Zweiundfünfzigster Tag, Griechenland. Am Strand von Fanari treffe ich Karutious. Ich sehe aufs Meer. Er spricht mich einfach an.

„Ich habe Multiple Sklerose“, sagt er und stakst vor mir hin und her, während er erzählt. Das Gehen fällt ihm schwer, sein Gleichgewichtssinn ist weg. Er zeigt mir die Narben. Er ist mehrfach operiert worden.

Er beschreibt, was er nicht mehr kann, mit einer Lebensfreude, die mich überrumpelt. Er ist Präsident einer Organisation für Menschen mit Behinderung, der Somatio Amere Rodopis. Einiges geht zwischen unseren Sprachen verloren. Was ohne Mühe herüberkommt: Er behandelt jeden Tag, als wäre es der letzte, den es gibt.

Er kommt täglich an diesen Strand zum Schnorcheln und filmt mit dem Handy die Welt unter der Oberfläche.

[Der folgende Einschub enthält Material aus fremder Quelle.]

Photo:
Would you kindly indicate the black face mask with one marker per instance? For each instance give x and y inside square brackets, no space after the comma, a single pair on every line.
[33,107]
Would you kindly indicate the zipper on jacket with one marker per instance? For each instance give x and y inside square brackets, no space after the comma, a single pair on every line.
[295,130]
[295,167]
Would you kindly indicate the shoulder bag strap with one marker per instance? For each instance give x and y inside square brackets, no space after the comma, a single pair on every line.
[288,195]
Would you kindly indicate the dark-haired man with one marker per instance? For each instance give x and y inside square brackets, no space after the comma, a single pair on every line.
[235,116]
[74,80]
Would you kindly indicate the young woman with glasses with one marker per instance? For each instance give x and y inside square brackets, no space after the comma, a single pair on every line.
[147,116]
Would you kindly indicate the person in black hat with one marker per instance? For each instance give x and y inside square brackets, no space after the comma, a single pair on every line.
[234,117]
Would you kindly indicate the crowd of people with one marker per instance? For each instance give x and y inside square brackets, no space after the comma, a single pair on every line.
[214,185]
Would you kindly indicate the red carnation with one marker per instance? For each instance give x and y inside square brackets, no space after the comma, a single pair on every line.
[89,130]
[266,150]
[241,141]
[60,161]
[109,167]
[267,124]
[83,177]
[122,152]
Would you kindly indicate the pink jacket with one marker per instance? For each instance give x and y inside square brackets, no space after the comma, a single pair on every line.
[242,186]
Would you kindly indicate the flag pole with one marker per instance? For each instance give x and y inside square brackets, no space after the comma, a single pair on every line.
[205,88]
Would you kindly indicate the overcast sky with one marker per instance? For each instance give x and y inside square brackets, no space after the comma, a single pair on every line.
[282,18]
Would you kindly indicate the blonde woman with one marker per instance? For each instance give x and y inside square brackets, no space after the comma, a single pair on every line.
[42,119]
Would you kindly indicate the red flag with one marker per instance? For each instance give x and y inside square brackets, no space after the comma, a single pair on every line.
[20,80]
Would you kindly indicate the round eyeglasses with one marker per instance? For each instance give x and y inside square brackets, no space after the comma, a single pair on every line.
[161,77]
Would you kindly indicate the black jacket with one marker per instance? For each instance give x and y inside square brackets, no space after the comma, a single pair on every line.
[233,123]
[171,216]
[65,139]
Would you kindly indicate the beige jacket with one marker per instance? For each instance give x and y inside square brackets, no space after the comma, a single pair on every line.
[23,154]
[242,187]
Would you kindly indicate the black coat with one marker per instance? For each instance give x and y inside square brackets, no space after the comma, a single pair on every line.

„An Land bin ich unbeholfen. Im Wasser bin ich frei wie ein Vogel“, sagt er. An Land hat seine Wirbelsäule zu arbeiten. Beim Schwimmen wiegt sie nichts.

Eine Minute bevor er kam, habe ich schwermütig aufs Meer gesehen und mich um meine eigenen kleinen Probleme gedreht.

Dann kommt ein wildfremder Mensch und zeigt mir, was ich mit mir herumtrage, ohne zu bemerken, dass es funktioniert.